Keeping My Word When It's Not Easy

We are a month into Lent now, and since about the first week, my pledge to give up sugar, and by extension alcohol, has been pretty easy. There was one evening when I had a friend for dinner and a movie when I really would like to have joined in a glass of wine with dinner and some chocolate truffle cake afterwards, but once I was in the rhythm of coming home and fixing my unsweetened iced tea, I just haven't thought about it much.

That was until yesterday. Yesterday I spent a day in intense design work with several colleagues from my organization, assembled from all over the country. By the end if the day, we were brain-weary, hungry, and thirsty. After we dropped our computers and other work things at our hotel, we piled into two cars and headed down to the port for dinner and libation.

When we arrived, a pulsating band played old rock and roll to a spring break crowd. Most of our group headed directly to the bar while one went to get us on the waiting list for a table. More than any time since the start of Lent, I wanted to join my colleagues in a celebratory drink , recognizing our long day and hard work. Instead, I joined a smaller group in search of a restaurant that could accommodate our large party in less than two hours.

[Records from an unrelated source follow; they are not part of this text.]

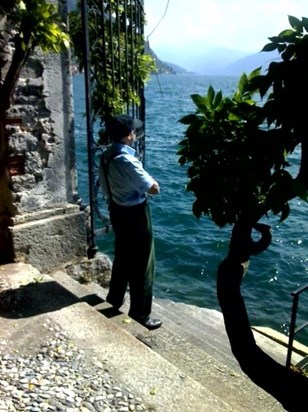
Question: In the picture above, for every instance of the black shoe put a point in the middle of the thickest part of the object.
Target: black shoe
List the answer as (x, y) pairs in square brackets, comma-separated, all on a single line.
[(152, 323), (115, 305)]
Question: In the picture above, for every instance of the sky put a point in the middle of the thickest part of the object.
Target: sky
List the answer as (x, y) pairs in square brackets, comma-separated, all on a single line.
[(193, 25)]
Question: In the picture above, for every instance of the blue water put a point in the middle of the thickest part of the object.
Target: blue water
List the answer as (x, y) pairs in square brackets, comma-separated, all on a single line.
[(188, 250)]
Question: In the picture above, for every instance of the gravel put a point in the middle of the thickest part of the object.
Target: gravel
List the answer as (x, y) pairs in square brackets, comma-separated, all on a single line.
[(61, 377)]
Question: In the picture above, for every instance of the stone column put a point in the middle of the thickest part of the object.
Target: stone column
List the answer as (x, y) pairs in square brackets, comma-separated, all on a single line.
[(45, 225)]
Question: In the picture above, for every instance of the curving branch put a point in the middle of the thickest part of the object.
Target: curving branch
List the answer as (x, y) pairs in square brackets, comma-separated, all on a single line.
[(286, 385)]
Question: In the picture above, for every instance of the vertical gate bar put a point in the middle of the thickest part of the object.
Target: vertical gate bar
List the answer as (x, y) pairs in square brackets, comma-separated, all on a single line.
[(119, 58), (132, 51), (92, 248), (103, 32), (111, 46), (126, 52)]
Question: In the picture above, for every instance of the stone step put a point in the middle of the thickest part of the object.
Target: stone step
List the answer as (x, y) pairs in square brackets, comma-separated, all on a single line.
[(161, 385), (186, 350)]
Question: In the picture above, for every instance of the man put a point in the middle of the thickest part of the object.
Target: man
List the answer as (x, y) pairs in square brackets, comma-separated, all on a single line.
[(126, 184)]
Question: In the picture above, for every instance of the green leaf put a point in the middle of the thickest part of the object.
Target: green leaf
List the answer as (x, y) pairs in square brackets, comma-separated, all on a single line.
[(269, 47), (285, 211), (296, 24), (210, 94), (189, 119), (217, 99), (197, 209)]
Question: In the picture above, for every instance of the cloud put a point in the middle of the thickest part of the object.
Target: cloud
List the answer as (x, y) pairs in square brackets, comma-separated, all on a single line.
[(234, 24)]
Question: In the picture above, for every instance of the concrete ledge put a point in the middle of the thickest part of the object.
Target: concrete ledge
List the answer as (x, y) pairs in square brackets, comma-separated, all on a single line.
[(52, 241)]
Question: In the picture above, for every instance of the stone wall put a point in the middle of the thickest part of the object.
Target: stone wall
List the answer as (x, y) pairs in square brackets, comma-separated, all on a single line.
[(40, 217)]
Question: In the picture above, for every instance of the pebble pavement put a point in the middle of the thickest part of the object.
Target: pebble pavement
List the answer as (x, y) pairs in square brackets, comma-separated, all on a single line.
[(61, 377)]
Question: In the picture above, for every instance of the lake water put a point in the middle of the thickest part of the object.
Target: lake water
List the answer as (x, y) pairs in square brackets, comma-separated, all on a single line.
[(188, 250)]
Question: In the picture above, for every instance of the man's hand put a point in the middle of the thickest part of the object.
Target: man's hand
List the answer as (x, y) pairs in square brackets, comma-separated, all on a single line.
[(154, 189)]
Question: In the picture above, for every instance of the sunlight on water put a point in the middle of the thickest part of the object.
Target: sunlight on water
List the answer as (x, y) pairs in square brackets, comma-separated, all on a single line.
[(187, 250)]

When we were all seated, another round was purchased. I was tempted, but ordered iced tea, along with two other teatotalers. But when the waitress delivered the drinks, my resolve once again wavered. I took a deep breath, and just as I was most tempted, I heard a "still small voice" within me say, "It's not supposed to be easy."

Of course, it's not supposed to be easy; if it was easy, I probably gave up the wrong thing. So I enjoyed my iced tea and the pleasure of being in integrity with my word.